I have to say I have two daughters that have been asked that question. And really that is a huge bully move. It hurt their feelings. But I am thankful that they eat and are not on strange diets or pills! You go Lisa
Lisa, first of all, let me say how much I enjoy your writings. Being somewhat of a writer myself, I commend you! With that said, I think my sign might read “Don’t judge a book by it’s cover.” I do, however, have a t-shirt that reads “To know me is to love me,”
And I can relate, at a recent hair salon appointment at a salon I have been going to for over 20 years, I might add, I was told by my stylist(and she is also the owner) that I was the envy of the whole salon. My first reaction was to chuckle, then I told her that the reason I can eat as many calories as I do, and stay so thin was I believe, partly(I do also try to eat healthy and do moderate exercise) because of scleroderma. I commented, they wouldn’t want this disease. My upper torso is very thin and my arms are kind of twig like, even though they do still surprisingly have some muscle tone due to the many years I did strength training. And sure enough, every summer I get comments(mostly from my mother!) on how thin my arms are. My shoulders are very boney as well due to losing muscle from scleroderma. So I know how you feel, gf!
Thanks so much for taking the time to read and comment Denise! Sorry for my very delayed response.
I had a similar experience with my experience.
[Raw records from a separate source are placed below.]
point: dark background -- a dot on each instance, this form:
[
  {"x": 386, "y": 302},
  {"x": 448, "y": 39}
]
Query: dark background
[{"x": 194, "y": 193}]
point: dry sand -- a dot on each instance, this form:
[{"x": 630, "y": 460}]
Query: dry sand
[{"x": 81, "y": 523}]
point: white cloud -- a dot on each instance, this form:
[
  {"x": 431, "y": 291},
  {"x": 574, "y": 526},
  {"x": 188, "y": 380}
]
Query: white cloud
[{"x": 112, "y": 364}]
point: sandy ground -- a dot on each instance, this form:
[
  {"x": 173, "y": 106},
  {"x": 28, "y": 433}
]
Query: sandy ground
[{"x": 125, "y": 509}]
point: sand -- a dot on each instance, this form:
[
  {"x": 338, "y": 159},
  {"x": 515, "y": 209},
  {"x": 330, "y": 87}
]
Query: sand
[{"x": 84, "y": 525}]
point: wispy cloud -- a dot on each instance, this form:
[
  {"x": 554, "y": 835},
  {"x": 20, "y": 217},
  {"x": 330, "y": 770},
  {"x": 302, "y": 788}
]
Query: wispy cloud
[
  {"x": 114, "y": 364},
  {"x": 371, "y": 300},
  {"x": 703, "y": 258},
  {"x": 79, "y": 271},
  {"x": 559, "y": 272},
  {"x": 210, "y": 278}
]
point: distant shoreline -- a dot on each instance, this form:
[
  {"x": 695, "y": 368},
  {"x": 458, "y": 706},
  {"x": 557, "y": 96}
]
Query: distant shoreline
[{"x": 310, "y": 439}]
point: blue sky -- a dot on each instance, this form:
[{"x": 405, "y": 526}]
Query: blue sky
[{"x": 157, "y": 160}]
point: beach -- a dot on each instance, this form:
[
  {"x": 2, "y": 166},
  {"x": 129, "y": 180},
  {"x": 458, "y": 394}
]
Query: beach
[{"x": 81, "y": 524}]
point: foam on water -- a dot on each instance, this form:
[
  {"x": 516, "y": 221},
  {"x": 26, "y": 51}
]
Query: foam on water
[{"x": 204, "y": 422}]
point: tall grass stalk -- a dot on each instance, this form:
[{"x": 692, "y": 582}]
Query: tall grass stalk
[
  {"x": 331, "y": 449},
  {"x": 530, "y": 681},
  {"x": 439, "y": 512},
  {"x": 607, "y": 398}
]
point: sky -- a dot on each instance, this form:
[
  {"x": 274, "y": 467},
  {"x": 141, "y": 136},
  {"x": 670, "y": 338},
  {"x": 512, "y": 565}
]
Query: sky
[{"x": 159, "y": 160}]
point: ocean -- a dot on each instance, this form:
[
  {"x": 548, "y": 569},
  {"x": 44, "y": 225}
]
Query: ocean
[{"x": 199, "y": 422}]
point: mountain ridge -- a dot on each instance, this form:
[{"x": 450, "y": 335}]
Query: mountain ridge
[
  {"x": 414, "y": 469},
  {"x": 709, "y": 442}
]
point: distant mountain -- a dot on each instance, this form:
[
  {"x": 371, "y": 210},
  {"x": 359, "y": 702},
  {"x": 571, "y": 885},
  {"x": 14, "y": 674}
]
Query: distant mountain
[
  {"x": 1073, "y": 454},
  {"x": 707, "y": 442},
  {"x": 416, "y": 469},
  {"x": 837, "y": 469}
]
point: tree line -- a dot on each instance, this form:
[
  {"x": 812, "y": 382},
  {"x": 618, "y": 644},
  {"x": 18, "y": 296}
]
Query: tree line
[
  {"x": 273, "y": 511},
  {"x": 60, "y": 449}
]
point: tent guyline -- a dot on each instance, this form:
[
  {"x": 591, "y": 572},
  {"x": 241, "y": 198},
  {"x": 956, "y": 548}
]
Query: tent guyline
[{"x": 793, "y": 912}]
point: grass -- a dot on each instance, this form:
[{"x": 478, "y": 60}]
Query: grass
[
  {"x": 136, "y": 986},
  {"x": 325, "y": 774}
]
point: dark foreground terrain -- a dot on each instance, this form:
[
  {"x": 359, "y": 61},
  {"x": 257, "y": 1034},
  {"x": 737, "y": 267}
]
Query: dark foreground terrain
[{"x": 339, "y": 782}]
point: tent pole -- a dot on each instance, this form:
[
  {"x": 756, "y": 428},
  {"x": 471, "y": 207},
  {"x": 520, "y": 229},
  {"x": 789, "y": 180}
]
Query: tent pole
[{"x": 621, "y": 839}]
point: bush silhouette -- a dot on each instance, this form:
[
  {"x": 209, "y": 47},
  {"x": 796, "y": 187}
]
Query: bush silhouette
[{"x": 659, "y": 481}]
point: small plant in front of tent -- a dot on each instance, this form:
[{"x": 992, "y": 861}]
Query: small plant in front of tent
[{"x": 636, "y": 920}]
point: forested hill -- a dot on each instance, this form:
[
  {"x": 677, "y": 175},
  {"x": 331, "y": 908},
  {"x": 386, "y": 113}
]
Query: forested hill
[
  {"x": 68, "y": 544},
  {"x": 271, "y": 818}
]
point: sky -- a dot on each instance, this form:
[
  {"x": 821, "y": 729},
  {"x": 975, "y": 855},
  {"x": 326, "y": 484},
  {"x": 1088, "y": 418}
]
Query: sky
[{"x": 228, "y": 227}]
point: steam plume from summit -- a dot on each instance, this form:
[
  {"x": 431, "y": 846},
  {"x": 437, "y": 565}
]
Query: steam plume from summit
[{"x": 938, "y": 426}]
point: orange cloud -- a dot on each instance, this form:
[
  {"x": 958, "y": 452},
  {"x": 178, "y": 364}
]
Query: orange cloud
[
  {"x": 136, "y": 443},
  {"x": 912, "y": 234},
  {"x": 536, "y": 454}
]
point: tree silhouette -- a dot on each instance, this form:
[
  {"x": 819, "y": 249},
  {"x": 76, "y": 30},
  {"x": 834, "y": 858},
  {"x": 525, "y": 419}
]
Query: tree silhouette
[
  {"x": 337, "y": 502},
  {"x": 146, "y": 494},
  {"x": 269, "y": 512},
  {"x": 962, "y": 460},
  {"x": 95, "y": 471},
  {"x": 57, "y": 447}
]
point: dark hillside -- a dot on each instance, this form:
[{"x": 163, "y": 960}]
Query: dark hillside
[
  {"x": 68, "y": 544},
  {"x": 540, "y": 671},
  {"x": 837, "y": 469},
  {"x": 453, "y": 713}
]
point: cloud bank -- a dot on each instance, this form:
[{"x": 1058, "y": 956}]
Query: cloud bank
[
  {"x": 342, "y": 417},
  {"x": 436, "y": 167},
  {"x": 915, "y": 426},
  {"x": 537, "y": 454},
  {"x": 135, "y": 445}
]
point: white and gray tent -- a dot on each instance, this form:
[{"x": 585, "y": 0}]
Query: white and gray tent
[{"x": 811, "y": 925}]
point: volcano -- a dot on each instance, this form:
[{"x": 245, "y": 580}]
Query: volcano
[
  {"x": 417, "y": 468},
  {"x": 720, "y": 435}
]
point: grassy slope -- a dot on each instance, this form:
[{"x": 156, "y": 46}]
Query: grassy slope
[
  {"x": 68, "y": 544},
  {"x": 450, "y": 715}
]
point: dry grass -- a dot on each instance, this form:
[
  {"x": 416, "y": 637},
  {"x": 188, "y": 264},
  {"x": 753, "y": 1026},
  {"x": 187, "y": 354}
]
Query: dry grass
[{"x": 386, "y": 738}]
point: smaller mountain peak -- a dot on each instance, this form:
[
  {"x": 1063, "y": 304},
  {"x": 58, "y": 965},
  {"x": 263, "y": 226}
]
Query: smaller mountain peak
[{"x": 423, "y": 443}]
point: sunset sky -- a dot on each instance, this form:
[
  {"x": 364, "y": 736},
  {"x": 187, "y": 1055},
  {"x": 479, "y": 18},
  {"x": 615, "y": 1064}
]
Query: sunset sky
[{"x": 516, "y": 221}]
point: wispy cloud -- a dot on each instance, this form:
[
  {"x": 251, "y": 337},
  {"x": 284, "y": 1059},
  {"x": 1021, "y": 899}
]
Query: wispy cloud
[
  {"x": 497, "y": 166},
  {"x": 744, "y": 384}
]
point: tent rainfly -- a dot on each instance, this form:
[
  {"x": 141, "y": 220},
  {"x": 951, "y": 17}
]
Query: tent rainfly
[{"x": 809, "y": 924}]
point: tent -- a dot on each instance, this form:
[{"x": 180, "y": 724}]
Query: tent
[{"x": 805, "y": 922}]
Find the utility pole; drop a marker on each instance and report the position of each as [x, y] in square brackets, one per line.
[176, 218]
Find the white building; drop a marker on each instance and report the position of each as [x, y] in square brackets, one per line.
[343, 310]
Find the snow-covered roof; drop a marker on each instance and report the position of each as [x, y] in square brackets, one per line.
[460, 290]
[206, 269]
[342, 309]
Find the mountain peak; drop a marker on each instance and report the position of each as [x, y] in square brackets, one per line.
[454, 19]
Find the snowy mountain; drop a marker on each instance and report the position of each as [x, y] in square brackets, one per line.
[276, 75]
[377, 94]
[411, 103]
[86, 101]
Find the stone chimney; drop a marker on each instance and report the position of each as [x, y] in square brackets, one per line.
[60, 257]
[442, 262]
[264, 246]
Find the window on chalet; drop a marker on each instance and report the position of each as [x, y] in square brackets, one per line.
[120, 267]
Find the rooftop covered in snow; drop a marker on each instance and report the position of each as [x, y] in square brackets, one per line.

I had a severe flare, lost my ability to walk for about six months, and was on a massive dose of steroids for a long time. I’m doing better now, but my face is still really puffy and I gained about 60 lbs. I’m eating well and exercising nearly every day, but I can’t seem to lose it. I’m happy and grateful to be doing so much better. My new appearance is tough to get used to, though.
Skinny, fat, tall, short…it’s what’s inside that counts and you’ve got that going Lisa!!
Thanks so much Cyndy!
You are always so inspiring, to all women; most of us are so hard on ourselves.